A Woman on a Mission

This is my refuge, my cathartic release... It's not glitzy or glamorous, but it's ME.

Tuesday, January 24, 2006

a dreamer

When I was 13, the CBC (Canadian channel) came out with a show called 'Talk 16.' It followed 3 girls around, documenting their lives. Looking back, I see it was one of the first reality shows. Anyway, I watched this program whenever I could, and used to pretend it was ME being followed by cameras and interviewed on screen. When I was 16, they came out with a 'Talk 19' that caught up with the girls and documented their lives as college students. I was still obsessed with it, and did the same pretending, while getting ready for school or doing my homework.

I think everyone, at some point, wishes for fame. When I was 4, I was going to be a singer, like my country music idol Reba McEntire. When I was 12, I was going to be a lawyer, like my uncle. When I was 16, I pursued modeling. When I went to college, I wanted to go into broadcast journalism, and become the next Katie Couric. I'm 27, and those dreams are washed out. I still regret dropping out of college, but I never would have met my husband had I stayed in school. There's the option of going back. I could transfer credits, and try to become a local journalist. But, somewhere, still active inside of me, I just want to be famous. I have a little bit of an addiction to celebrity gossip, and I can't help but wonder if that was me on those covers, would I be a happier person?? Logically, the answer is no. No amount of fame or money could change the way I feel about myself. It doesn't stop me from daydreaming though. I want to be recognized somehow, for something.

Part of the reason I want to right a book is selfish. I want people to know who I am. I want to tell my story. I'm reading a memoir about a woman with Borderline Personality Disorder, who used a pen name, and remains anonymous. My husband and I got talking about the book, and my writing, and if I ever get anything published. He suggested I'd have to use a pseudonym, and I didn't object. But something in me sank. That would mean no one would know who I am. However, it would be the smartest move to make, because there are details of my life that no one but my husband knows about, and if my family ever found out, they would be disappointed... Crushed even.

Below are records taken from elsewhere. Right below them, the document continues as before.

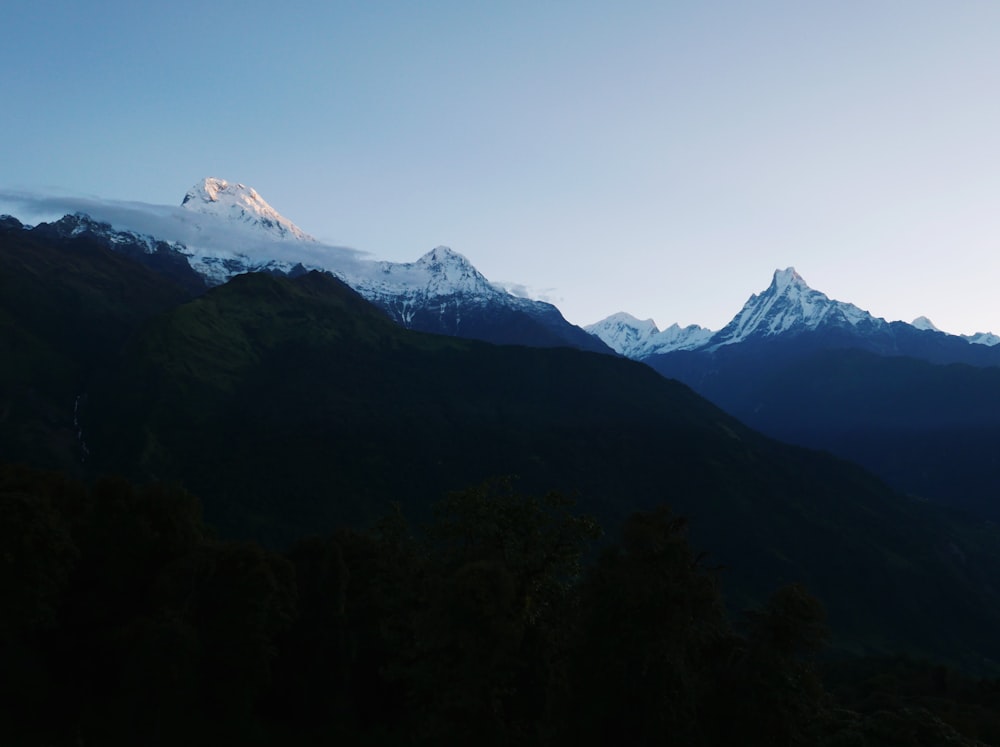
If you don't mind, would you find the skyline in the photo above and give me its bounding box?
[0,0,1000,334]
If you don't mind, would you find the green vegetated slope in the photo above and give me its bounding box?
[648,340,1000,521]
[74,274,1000,667]
[0,223,190,470]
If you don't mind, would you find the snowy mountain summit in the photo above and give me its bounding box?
[181,177,315,241]
[584,311,714,360]
[710,267,888,347]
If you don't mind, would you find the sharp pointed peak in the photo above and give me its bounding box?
[417,245,472,265]
[771,267,809,292]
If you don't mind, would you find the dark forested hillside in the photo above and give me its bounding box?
[646,342,1000,521]
[0,466,1000,747]
[0,226,1000,669]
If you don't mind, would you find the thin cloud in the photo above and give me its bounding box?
[492,280,563,304]
[0,190,370,273]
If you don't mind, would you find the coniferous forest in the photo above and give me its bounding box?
[0,221,1000,747]
[0,467,1000,745]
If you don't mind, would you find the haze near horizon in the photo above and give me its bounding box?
[0,0,1000,333]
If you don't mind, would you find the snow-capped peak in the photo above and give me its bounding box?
[181,177,315,241]
[712,267,887,346]
[962,332,1000,347]
[584,311,713,360]
[910,316,941,332]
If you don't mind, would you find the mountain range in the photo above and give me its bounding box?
[586,267,1000,365]
[0,182,1000,668]
[588,268,1000,521]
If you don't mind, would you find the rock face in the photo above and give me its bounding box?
[181,177,315,241]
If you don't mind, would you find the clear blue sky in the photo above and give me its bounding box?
[0,0,1000,333]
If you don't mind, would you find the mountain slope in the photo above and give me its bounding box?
[64,273,1000,672]
[644,269,1000,520]
[181,177,315,241]
[7,177,612,354]
[0,218,193,472]
[584,312,714,360]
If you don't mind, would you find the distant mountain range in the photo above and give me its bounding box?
[586,267,1000,365]
[588,268,1000,521]
[0,216,1000,671]
[4,178,1000,540]
[9,178,612,353]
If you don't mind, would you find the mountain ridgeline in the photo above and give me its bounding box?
[0,212,1000,670]
[588,268,1000,521]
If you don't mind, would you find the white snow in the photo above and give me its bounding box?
[910,316,941,332]
[711,267,888,347]
[962,332,1000,346]
[584,311,714,360]
[181,176,315,241]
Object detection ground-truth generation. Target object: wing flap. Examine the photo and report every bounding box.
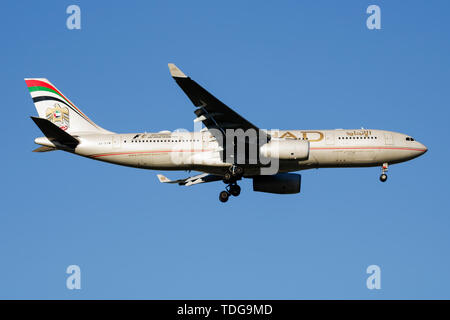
[156,173,223,186]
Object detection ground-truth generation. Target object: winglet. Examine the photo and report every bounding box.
[168,63,187,78]
[156,174,172,183]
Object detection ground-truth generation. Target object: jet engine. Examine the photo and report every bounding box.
[259,139,309,160]
[253,173,302,194]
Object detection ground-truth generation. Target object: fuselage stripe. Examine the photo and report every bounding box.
[310,147,426,151]
[89,149,213,158]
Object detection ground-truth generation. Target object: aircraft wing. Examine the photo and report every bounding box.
[157,173,223,186]
[169,63,268,141]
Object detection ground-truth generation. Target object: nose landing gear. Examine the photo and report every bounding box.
[380,162,388,182]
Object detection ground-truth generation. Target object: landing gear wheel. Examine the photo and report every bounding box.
[219,191,230,202]
[223,172,233,183]
[229,184,241,197]
[233,167,244,177]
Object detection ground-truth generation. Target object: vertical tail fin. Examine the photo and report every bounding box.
[25,78,111,134]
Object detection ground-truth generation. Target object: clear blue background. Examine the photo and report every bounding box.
[0,0,450,299]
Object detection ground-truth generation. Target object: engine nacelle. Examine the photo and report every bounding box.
[253,173,302,194]
[259,139,309,160]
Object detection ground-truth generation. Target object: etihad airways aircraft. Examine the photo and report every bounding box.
[25,63,427,202]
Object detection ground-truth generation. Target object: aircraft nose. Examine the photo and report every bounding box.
[419,142,428,154]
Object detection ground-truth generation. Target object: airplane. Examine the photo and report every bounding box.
[25,63,428,202]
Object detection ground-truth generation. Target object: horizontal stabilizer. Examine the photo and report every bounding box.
[31,117,80,149]
[33,146,56,152]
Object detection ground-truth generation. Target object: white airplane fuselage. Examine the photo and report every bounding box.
[43,129,427,176]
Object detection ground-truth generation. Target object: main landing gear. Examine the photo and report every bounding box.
[380,162,388,182]
[219,165,244,202]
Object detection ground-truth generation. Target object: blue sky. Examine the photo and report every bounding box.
[0,0,450,299]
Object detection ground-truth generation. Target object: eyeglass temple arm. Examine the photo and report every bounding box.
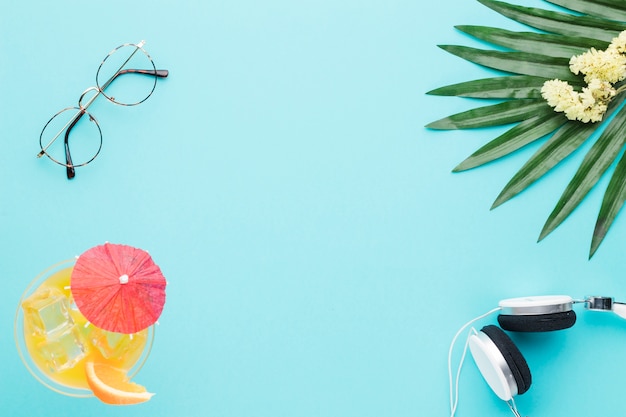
[100,68,170,96]
[64,109,85,180]
[117,69,170,78]
[102,68,170,91]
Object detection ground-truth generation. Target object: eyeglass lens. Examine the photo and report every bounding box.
[40,107,102,167]
[96,45,157,106]
[38,41,168,178]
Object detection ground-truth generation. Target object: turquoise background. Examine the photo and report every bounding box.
[0,0,626,417]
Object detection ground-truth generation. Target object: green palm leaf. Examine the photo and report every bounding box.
[426,99,554,129]
[589,151,626,257]
[478,0,626,42]
[439,45,581,82]
[455,25,608,60]
[453,109,567,172]
[491,121,595,209]
[426,0,626,257]
[548,0,626,20]
[539,105,626,244]
[426,75,548,99]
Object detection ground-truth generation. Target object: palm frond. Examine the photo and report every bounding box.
[478,0,626,42]
[455,25,609,60]
[547,0,626,21]
[426,0,626,258]
[426,99,554,130]
[439,45,581,82]
[426,75,548,99]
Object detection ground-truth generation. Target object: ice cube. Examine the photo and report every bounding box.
[38,325,88,372]
[89,328,133,359]
[22,288,74,336]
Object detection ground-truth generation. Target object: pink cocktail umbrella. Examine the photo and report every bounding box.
[70,243,167,334]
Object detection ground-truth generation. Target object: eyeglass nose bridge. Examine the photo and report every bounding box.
[78,87,102,110]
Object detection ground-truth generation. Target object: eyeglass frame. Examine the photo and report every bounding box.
[37,40,169,179]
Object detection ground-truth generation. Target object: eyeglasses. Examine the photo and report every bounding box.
[37,41,169,179]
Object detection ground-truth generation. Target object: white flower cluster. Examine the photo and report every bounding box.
[541,31,626,123]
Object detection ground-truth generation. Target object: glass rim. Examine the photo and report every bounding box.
[96,41,158,107]
[13,259,155,398]
[39,107,102,168]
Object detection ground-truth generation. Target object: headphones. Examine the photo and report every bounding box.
[448,295,626,417]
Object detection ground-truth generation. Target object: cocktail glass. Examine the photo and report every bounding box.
[14,260,154,397]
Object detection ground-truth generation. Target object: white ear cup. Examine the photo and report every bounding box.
[498,295,574,315]
[469,330,518,401]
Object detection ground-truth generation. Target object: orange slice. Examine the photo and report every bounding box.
[85,362,154,405]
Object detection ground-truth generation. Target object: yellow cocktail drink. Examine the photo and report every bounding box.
[21,265,151,390]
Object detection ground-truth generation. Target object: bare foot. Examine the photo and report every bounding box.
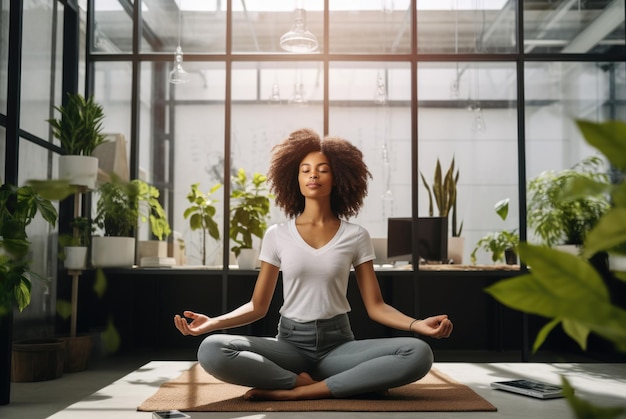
[243,373,332,400]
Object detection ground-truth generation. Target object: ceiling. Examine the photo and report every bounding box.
[94,0,625,55]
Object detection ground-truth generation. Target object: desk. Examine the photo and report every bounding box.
[57,265,536,351]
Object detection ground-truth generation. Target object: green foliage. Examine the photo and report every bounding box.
[228,169,272,256]
[48,93,105,156]
[420,157,463,237]
[527,156,610,247]
[486,121,626,352]
[183,183,222,265]
[470,198,519,264]
[487,243,626,351]
[94,177,139,237]
[132,179,172,240]
[0,184,58,316]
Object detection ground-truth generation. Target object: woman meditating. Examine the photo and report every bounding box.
[174,129,452,400]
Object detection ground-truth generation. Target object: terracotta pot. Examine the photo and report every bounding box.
[59,335,93,372]
[11,339,65,383]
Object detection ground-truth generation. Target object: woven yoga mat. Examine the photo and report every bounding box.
[137,364,497,412]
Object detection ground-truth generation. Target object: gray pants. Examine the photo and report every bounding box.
[198,314,433,397]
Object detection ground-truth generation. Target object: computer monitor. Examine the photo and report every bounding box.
[387,217,448,263]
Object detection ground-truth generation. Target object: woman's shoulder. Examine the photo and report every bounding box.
[341,220,369,236]
[266,220,293,234]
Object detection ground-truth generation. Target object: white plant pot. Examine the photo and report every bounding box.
[554,244,582,256]
[91,237,135,268]
[137,240,167,260]
[237,249,258,269]
[448,237,465,265]
[59,156,98,189]
[63,246,88,270]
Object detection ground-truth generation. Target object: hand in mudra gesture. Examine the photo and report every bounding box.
[174,311,211,336]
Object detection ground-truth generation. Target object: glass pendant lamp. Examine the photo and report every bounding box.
[280,7,318,53]
[169,0,189,84]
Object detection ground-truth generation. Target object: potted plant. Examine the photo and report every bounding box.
[132,179,172,262]
[92,177,138,267]
[47,93,105,189]
[183,183,222,265]
[470,198,519,265]
[0,184,64,394]
[486,120,626,417]
[59,217,94,270]
[420,157,465,264]
[527,156,610,253]
[228,169,272,269]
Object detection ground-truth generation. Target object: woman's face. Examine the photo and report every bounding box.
[298,151,333,198]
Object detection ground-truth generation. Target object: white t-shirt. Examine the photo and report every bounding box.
[259,219,374,322]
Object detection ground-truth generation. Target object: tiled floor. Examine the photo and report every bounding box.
[0,353,626,419]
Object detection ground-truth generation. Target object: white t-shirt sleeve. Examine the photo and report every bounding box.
[352,226,376,266]
[259,224,280,267]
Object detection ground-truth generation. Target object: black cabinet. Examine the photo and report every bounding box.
[57,268,534,351]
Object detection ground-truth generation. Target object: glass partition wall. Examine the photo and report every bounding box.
[86,0,626,266]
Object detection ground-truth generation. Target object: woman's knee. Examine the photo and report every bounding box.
[403,338,434,381]
[198,335,232,375]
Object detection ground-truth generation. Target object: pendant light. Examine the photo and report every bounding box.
[169,0,189,84]
[280,7,318,53]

Yet, I want to be able to say "Yeah, I did these things, and I made some bad choices. But everything that I've experienced has made me stronger. It's made me whole person. I am unashamed of who I am." How can I say that with a penname? Or, a better question is, how can I say that when I am ashamed of some of the things I've done? I hope that through more writing, some counseling, and good old fashioned life experience, I can gain some insight and some self love. Then it won't matter if it's my name on a book cover or not. It will matter that I accomplished a goal, and gained some self respect.